The fact that Graves had nothing to do with this crime was only confirmed by the work of Nicole Casarez, who took an interest in his case in 2002. She had amassed an incredible amount of information on the case. She and her students at the University of St. Thomas in Houston had done a staggering amount of work. They never found a shred of evidence that led them to believe that Graves had any involvement whatsoever in this crime.
3.) What has the response been since you published it?
The article generated a lot of media coverage, particularly in Texas, and helped focus attention on Graves’s case. Incredibly, on October 27th, Burleson County district attorney Bill Parham dropped all charges and Graves was released from jail.
This fall, Parham and his special prosecutor, Kelly Siegler, re-investigated the case. They came to the same conclusion that Casarez came to, and then I came to: Graves was innocent.
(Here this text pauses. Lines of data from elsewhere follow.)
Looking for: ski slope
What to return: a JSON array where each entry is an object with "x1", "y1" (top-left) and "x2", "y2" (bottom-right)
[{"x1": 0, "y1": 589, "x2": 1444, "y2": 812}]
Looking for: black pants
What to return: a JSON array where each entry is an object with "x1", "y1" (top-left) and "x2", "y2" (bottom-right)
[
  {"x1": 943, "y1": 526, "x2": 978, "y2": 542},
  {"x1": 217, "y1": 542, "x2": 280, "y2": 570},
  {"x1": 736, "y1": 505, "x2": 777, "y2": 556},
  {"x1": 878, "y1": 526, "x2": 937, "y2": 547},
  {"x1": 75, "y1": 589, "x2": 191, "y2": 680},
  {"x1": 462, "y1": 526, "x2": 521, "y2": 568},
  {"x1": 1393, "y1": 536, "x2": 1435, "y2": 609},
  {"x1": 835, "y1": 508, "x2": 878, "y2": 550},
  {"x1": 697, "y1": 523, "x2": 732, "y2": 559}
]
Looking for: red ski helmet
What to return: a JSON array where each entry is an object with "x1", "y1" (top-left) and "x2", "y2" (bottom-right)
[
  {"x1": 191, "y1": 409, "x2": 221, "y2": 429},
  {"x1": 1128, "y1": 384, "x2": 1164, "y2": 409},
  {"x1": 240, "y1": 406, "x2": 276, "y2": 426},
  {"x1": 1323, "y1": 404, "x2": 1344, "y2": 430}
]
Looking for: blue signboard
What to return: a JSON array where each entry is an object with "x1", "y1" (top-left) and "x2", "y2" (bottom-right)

Parham was clear that he was not dropping charges because too many witnesses had died or because the evidence had become degraded. “There’s not a single thing that says Anthony Graves was involved in this case,” he told reporters. “There is nothing.”
4.) Is there something you wish you had room to include in the piece but could not?
Unless you sit and read the entire case file, it’s hard to grasp just how many bad actors there were in this case, or just how many times Graves was failed by the criminal justice system, all the way up through the appellate courts. I wish I could have included more of the court rulings in my article, but I was not writing a book. I also wish that I could
have written about Graves’s time on death row more extensively so that people could understand exactly how awful the past eighteen years of his life have been.
5.) Do you expect the outcome of this case to have any effect on the criminal justice system in Texas?
Days after charges were dropped, Governor Rick Perry commented that Graves’s release showed that “the system is working.” No commission has been set up to examine what went wrong in this case, and as far as I know, no legislation has been drafted that would rectify some of the systemic problems that contributed to Graves’s conviction. So unfortunately I don’t have a lot of faith that his release will result in any kind of reform.